Marc Stein führte den FCE trotz eines Nasenbeinbruchs in Kaiserslautern zum Sieg.
Marc Stein führte den FCE trotz eines Nasenbeinbruchs in Kaiserslautern zum Sieg. FOTO: Steve Seiffert
Cottbus. Nach der Operation am Nasenbein gibt es bei Energie-Kapitän Marc Stein Hoffnung auf einen Einsatz als Masken-Mann. Doch reicht die Zeit bis zum Heimspiel gegen Sportfreunde Lotte? Von Jan Lehmann

Energie-Kapitän Marc Stein ist nach seinem Nasenbeinbruch, den er sich beim 2:0-Auswärtssieg auf dem Betzenberg in Kaiserslautern zugezogen hatte, erfolgreich operiert worden. Das teilte der FC Energie mit.

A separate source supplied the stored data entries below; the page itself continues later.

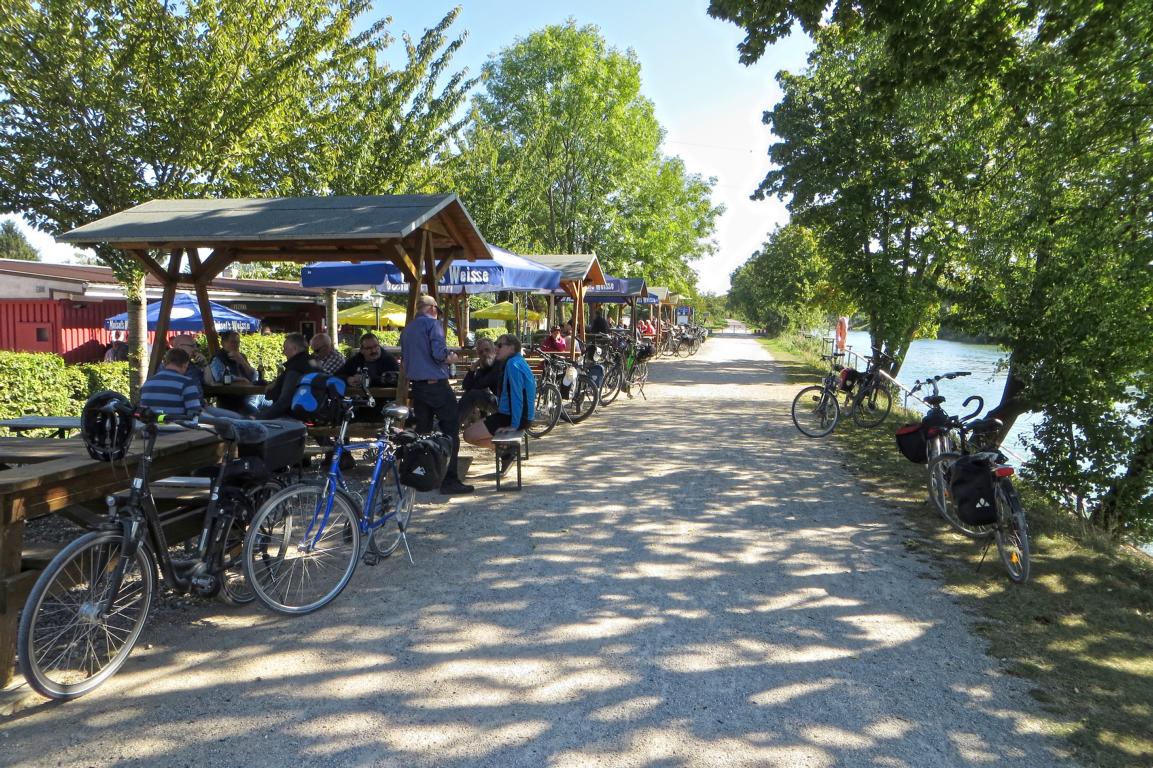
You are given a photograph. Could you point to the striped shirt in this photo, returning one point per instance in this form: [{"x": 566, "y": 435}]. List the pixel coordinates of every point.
[{"x": 172, "y": 393}]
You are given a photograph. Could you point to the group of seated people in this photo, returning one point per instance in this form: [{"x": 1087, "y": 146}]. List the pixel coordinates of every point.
[{"x": 498, "y": 384}]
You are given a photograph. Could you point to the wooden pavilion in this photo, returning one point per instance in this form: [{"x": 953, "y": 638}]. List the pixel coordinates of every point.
[{"x": 421, "y": 234}]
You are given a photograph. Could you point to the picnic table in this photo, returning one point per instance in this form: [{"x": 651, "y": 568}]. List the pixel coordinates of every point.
[
  {"x": 62, "y": 424},
  {"x": 63, "y": 481}
]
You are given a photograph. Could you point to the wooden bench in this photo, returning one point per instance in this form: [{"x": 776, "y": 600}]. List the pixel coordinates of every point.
[{"x": 515, "y": 438}]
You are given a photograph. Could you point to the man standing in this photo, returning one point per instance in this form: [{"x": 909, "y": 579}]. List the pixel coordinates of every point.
[
  {"x": 426, "y": 360},
  {"x": 324, "y": 355}
]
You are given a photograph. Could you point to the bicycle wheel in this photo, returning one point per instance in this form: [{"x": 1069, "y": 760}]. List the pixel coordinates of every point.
[
  {"x": 548, "y": 409},
  {"x": 295, "y": 562},
  {"x": 68, "y": 644},
  {"x": 942, "y": 497},
  {"x": 1011, "y": 532},
  {"x": 396, "y": 501},
  {"x": 586, "y": 396},
  {"x": 872, "y": 407},
  {"x": 234, "y": 588},
  {"x": 610, "y": 388},
  {"x": 815, "y": 411}
]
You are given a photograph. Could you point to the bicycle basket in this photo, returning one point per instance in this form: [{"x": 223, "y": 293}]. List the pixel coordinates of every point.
[
  {"x": 912, "y": 443},
  {"x": 971, "y": 484},
  {"x": 106, "y": 435},
  {"x": 423, "y": 460}
]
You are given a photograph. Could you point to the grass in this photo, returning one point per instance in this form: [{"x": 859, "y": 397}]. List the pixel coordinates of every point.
[{"x": 1080, "y": 631}]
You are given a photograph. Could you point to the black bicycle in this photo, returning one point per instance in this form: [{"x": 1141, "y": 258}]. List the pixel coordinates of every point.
[{"x": 88, "y": 608}]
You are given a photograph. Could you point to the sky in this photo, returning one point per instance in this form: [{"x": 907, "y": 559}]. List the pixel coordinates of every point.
[{"x": 709, "y": 105}]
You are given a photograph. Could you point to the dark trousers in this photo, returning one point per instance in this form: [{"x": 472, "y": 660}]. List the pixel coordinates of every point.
[{"x": 438, "y": 400}]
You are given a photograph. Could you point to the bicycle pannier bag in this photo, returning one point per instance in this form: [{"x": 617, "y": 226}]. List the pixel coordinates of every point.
[
  {"x": 912, "y": 443},
  {"x": 424, "y": 460},
  {"x": 971, "y": 484},
  {"x": 317, "y": 398}
]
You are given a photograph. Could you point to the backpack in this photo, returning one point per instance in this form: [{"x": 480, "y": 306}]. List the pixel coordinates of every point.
[
  {"x": 423, "y": 460},
  {"x": 971, "y": 484},
  {"x": 317, "y": 398}
]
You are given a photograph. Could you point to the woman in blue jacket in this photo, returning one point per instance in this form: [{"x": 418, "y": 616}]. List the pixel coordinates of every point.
[{"x": 517, "y": 403}]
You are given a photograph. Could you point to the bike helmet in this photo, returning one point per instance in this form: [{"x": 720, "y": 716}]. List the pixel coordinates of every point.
[{"x": 106, "y": 433}]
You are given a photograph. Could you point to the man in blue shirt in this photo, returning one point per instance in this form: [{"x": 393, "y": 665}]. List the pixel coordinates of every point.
[
  {"x": 171, "y": 391},
  {"x": 424, "y": 359}
]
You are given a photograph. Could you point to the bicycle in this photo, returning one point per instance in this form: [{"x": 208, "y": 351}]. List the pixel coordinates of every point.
[
  {"x": 304, "y": 543},
  {"x": 89, "y": 607}
]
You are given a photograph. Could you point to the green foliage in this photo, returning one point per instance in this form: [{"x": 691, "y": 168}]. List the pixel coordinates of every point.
[
  {"x": 563, "y": 156},
  {"x": 14, "y": 245}
]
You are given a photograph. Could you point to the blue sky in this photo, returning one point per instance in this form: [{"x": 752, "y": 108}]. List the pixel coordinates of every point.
[{"x": 709, "y": 105}]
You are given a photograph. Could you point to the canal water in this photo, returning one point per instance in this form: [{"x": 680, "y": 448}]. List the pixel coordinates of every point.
[{"x": 986, "y": 363}]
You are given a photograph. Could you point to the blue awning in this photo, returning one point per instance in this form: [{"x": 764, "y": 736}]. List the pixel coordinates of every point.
[
  {"x": 506, "y": 271},
  {"x": 186, "y": 316}
]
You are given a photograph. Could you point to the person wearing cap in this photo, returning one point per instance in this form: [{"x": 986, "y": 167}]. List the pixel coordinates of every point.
[{"x": 424, "y": 359}]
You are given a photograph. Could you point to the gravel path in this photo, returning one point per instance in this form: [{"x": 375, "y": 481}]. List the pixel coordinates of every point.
[{"x": 684, "y": 580}]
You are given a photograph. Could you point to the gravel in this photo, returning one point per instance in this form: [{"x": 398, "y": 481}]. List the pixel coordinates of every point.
[{"x": 683, "y": 580}]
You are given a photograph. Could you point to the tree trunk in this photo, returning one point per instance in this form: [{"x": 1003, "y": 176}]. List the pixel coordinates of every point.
[{"x": 137, "y": 333}]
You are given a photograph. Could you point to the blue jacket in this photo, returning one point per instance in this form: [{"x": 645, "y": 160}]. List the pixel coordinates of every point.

Offen ist nun, ob der 33-Jährige am Samstag im Heimspiel gegen die Sportfreunde Lotte (14 Uhr/LR-Liveticker) spielen kann. Aber es gibt Hoffnung. Auf RUNDSCHAU-Nachfrage erklärte Stein am Mittwoch: „Die Operation ist gut verlaufen, die Schwellung ist natürlich noch da und die Nähte müssen jetzt heilen.“

Mit Blick auf das wichtige Heimspiel gegen den Konkurrenten im Abstiegskampf sagte er: „Die Hoffnung, dass ich am Samstag gegen die Sportfreunde Lotte mit einer Maske dabei sein kann, ist da. Das wird sich aber erst kurz vor dem Spiel entscheiden.“

In Kaiserslautern hatte Stein den FC Energie trotz der Gesichtsverletzung mit einem Kopfballtor in Führung gebracht und dann mit einer starken Abwehrleistung zum Sieg geführt. (Hier geht es zum Spielbericht: „Energie wie die Galler – erst streiten, dann siegen.“) Von der RUNDSCHAU gab es dafür die Note 1, die Leser wählten den Abwehrchef daraufhin zudem in der Abstimmung bei LR-Online mit großer Mehrheit zum Spieler des Tages.

Von den Teamkollegen hatte es ebenfalls großen Zuspruch gegeben. Fabio Viteritti erklärte: „Marc Stein ist brutal – er köpft mit einer gebrochenen Nase das Ding da rein. Er ist ein absoluter Führungsspieler, der Leader in der Mannschaft. Er bringt uns voran und pusht die Mannschaft immer wieder, es ist unglaublich, was er leistet.“

Stein hatte nach dem Spiel in Kaiserslautern bei „Telekom Sport“ berichtet: „Als ich mir nach dem Zweikampf an die Nase gefasst habe, war mir klar, was los ist. Sie ist wohl gebrochen. Es ging dann nur noch darum, ob die Schmerzen erträglich sind und ich weiter­spielen kann.“ Konnte er - und wie!